Load data#
DNIKit pipelines and algorithms run using
lazy evaluation, consuming data in
Batches
so as to scale computation for large dataset sizes.
The entity responsible for producing Batches
of data is called a
Producer
. From here, the data can be transformed in
a DNIKit pipeline
, such as pre- or post-processors, model
inference, and more.
DNIKit uses Producers
to connect datasets with the rest of DNIKit
in Batches
.
To run inference with a model outside of dnikit, define a
Producer
that produces Batches
of model responses instead of data samples.

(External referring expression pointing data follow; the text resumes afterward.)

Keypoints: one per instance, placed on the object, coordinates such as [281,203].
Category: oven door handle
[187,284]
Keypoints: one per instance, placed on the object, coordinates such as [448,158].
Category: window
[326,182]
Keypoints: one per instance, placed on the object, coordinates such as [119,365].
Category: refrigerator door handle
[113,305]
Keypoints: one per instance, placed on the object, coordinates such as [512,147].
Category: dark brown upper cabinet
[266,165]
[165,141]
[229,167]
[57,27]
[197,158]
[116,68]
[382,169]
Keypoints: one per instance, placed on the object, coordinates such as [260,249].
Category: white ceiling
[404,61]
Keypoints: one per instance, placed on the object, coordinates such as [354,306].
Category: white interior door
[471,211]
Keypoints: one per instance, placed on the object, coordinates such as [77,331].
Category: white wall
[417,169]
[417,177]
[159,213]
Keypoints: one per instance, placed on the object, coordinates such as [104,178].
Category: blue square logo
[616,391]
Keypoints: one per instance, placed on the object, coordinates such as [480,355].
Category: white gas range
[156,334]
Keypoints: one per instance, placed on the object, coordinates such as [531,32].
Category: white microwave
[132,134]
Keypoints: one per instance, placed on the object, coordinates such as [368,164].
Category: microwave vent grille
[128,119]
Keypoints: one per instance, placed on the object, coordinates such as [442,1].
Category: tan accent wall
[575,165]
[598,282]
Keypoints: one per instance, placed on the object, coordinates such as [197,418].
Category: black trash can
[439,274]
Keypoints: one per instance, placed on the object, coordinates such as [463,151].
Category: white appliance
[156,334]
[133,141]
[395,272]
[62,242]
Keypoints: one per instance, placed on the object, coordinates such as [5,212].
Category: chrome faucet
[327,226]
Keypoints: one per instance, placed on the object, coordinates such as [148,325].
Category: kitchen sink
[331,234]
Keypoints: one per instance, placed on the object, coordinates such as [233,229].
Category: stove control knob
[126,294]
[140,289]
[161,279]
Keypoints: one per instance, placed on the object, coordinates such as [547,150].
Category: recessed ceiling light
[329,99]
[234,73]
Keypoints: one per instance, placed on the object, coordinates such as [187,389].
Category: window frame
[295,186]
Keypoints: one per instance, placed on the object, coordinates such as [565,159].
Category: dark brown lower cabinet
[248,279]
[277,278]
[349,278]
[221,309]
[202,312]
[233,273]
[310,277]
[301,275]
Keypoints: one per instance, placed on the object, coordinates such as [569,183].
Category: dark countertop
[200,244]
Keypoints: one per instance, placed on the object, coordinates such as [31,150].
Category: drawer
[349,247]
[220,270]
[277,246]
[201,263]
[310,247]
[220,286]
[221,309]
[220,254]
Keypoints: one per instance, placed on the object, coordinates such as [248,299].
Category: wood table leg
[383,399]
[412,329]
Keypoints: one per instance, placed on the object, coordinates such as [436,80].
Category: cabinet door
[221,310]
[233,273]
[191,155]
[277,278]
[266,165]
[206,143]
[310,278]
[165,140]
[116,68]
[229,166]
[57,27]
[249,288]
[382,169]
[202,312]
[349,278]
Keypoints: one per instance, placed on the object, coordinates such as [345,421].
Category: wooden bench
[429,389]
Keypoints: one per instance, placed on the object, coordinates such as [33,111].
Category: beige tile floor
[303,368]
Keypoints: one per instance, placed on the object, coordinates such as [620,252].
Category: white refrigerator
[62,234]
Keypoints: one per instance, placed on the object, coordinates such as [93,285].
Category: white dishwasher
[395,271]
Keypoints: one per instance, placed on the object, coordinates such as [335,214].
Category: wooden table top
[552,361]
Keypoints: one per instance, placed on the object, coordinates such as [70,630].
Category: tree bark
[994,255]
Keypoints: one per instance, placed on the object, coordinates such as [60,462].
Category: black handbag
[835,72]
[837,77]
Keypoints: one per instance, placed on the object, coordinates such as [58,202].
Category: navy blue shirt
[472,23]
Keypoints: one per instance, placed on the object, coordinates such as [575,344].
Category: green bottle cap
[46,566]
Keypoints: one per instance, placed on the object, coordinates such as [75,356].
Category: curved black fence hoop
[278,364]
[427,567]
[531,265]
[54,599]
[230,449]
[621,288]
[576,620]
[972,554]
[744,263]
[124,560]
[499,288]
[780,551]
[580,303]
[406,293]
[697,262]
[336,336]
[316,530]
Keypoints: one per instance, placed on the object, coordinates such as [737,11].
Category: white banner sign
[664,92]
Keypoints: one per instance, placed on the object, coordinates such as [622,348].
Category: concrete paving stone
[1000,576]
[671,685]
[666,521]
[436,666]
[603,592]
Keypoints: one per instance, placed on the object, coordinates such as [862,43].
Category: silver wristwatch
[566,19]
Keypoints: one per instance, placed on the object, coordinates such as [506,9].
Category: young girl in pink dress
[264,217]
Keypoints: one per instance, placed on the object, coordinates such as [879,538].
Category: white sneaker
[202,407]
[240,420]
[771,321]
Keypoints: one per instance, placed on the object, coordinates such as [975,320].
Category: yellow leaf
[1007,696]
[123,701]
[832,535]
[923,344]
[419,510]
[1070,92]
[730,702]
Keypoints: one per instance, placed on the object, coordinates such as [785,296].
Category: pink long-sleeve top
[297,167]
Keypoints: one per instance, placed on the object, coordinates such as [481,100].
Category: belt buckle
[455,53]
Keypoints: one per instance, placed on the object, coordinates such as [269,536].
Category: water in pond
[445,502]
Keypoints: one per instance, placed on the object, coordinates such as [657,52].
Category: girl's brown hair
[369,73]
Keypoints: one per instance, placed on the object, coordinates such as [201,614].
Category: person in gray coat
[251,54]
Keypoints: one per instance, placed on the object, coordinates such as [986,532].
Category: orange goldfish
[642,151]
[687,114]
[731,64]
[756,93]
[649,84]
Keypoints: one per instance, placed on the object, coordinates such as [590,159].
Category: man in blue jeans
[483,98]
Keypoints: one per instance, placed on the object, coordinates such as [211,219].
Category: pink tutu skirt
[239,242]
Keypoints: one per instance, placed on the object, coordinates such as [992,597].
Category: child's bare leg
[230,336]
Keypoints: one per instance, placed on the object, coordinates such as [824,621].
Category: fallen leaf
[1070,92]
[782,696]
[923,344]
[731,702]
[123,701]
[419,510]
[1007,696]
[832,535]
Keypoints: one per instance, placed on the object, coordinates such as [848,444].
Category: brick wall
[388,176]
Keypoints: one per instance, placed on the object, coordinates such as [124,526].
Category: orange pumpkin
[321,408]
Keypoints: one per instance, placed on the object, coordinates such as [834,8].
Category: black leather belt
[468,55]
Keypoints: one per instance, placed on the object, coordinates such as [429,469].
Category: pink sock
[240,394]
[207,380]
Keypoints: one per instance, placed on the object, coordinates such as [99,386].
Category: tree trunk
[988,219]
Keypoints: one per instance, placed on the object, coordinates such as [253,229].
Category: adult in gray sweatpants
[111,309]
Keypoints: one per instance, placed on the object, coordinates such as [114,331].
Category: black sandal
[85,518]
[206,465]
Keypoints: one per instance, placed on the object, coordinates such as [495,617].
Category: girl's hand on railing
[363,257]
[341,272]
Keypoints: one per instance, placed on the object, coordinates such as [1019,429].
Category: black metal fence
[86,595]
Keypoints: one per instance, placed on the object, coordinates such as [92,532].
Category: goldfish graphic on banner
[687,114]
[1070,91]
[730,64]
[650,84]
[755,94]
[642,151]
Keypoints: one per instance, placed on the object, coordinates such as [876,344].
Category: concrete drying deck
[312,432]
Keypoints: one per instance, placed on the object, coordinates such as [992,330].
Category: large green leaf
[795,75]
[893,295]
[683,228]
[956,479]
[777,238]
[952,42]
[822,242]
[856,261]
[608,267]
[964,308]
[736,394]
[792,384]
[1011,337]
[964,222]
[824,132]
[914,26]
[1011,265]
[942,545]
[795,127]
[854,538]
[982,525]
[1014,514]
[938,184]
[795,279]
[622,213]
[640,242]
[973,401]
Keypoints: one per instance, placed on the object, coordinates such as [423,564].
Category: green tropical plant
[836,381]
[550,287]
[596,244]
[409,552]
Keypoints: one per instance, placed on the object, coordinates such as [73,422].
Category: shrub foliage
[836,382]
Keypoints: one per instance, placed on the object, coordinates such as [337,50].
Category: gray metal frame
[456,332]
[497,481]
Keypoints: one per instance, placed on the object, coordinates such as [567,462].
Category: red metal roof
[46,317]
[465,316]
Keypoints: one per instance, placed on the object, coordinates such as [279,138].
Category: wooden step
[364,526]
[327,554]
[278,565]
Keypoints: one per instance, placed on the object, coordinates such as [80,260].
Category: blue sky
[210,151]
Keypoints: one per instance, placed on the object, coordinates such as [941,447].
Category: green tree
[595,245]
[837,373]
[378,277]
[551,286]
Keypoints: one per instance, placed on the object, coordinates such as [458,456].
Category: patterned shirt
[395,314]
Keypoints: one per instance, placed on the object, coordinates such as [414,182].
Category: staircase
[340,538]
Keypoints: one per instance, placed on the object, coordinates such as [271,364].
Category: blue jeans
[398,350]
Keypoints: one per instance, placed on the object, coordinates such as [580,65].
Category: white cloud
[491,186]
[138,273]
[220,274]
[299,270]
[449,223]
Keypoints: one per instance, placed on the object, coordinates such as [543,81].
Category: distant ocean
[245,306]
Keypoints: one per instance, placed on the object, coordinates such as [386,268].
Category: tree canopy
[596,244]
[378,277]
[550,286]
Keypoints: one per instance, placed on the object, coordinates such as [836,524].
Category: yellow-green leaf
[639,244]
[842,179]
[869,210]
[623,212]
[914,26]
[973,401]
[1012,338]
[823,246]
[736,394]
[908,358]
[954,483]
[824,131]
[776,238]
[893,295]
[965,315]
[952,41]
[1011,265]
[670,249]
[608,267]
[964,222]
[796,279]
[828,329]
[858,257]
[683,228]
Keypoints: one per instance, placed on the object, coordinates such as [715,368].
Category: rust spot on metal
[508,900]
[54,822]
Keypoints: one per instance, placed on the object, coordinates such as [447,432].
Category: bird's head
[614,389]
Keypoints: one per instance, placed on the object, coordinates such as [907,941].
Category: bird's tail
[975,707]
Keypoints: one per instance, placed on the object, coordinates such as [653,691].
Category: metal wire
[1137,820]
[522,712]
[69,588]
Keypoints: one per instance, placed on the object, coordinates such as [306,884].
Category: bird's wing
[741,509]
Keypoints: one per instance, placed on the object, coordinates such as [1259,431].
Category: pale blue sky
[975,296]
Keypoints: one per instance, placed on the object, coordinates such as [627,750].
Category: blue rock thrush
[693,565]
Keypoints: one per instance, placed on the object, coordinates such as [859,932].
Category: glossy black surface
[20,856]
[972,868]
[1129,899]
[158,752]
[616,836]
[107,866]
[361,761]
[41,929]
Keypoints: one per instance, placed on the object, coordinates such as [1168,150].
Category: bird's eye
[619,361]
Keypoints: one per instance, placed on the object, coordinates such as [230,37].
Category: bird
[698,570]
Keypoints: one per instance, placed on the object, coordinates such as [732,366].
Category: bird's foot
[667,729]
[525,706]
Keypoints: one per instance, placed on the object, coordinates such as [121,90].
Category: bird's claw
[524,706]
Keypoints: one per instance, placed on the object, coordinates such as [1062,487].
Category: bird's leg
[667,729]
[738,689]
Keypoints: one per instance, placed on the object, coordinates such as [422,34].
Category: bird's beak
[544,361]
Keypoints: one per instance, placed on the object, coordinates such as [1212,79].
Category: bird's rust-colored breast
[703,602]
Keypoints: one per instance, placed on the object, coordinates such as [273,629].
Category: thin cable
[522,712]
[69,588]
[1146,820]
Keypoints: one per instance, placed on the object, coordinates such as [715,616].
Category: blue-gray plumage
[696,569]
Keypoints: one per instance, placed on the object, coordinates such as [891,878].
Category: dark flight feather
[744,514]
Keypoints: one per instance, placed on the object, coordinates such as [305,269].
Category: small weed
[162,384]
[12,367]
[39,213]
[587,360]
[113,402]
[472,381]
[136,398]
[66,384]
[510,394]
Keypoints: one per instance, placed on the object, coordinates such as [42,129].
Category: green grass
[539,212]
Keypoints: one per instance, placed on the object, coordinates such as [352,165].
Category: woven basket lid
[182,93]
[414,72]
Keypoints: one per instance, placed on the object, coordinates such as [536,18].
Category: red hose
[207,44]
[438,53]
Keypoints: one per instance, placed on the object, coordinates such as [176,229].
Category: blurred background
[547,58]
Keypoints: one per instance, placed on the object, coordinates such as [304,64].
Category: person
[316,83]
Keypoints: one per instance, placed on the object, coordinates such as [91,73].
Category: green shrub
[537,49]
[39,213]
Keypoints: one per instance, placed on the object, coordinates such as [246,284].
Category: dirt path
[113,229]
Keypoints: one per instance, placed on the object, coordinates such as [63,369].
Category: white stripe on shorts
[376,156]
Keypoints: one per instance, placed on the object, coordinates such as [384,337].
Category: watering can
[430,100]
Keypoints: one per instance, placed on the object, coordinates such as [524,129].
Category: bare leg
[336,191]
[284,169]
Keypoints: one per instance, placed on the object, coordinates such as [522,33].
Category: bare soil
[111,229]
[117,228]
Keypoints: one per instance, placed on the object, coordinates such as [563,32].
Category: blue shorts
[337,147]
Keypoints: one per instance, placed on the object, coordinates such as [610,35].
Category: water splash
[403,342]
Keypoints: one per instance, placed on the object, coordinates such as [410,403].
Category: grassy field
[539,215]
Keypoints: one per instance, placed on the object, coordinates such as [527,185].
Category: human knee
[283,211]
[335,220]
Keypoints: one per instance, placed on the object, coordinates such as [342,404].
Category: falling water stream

Set up a Producer of Batches#
Producers can simply be generator functions
that take a batch_size
parameter and yield Batch
objects;
they may also be callable classes (class with __call__
method).
Here’s an example generator function that loads the
CIFAR10 dataset using Keras:
from keras.datasets import cifar10
from dnikit.base import Batch, Producer
def cifar10_dataset(batch_size: int): # Producer
# Download CIFAR-10
(x_train, y_train), (x_test, y_test) = cifar10.load_data()
dataset_size = len(x_train)
# Yield batches with an "images" feature,
# of length batch_size or lower
for i in range(0, dataset_size, batch_size):
j = min(dataset_size, i + batch_size)
batch_data = {
"images": x_train[i:j, ...]
}
yield Batch(batch_data)
This batch generator can be used in a pipeline
by passing it as the first argument:
my_processing_pipeline = pipeline(
cifar10_dataset,
... # later steps here
)
DNIKit provides a built-in Producer
, ImageProducer
,
to load all images from a local directory. By default, it will do a
recursive search through all subdirectories. For instance, if the MNIST dataset
is stored locally. Here is an example use of ImageProducer
:
from dnikit.base import ImageProducer
mnist_dataset = ImageProducer('path/to/mnist/directory') # Producer
For an example of creating a custom Producer
that attaches
metadata (such as labels) to batches, see
Creating a Custom Producer.
DNIKit also provides mechanisms for transforming between a PyTorch dataset and a Producer:
ProducerTorchDataset
and
TorchProducer
.
Format of Batch objects#
Batches
are samples of data; whether audio, images, text,
embeddings, responses, labels, etc. At their most basic, Batches
wrap dictionaries that map from str
types to numpy arrays
.
For instance, a Batch
can be created
by passing a dictionary of the feature fields:
import numpy as np
from dnikit.base import Batch
# Create a batch of words with 3 samples
words = np.array(["cat", "dog", "elephant"])
data = {"words": words}
batch = Batch(data)
In practice, however, it’s typical to yield
batches
inside a generator method. For instance, here’s a random number generator
that produces 4096 samples of random floats from 0 to 1.0:
import numpy as np
from dnikit.base import Batch
def rnd_num_batch_generator(batch_size: int):
max_samples = 4096
for ii in range(0, max_samples, batch_size):
local_batch_size = min(max_samples, ii + batch_size)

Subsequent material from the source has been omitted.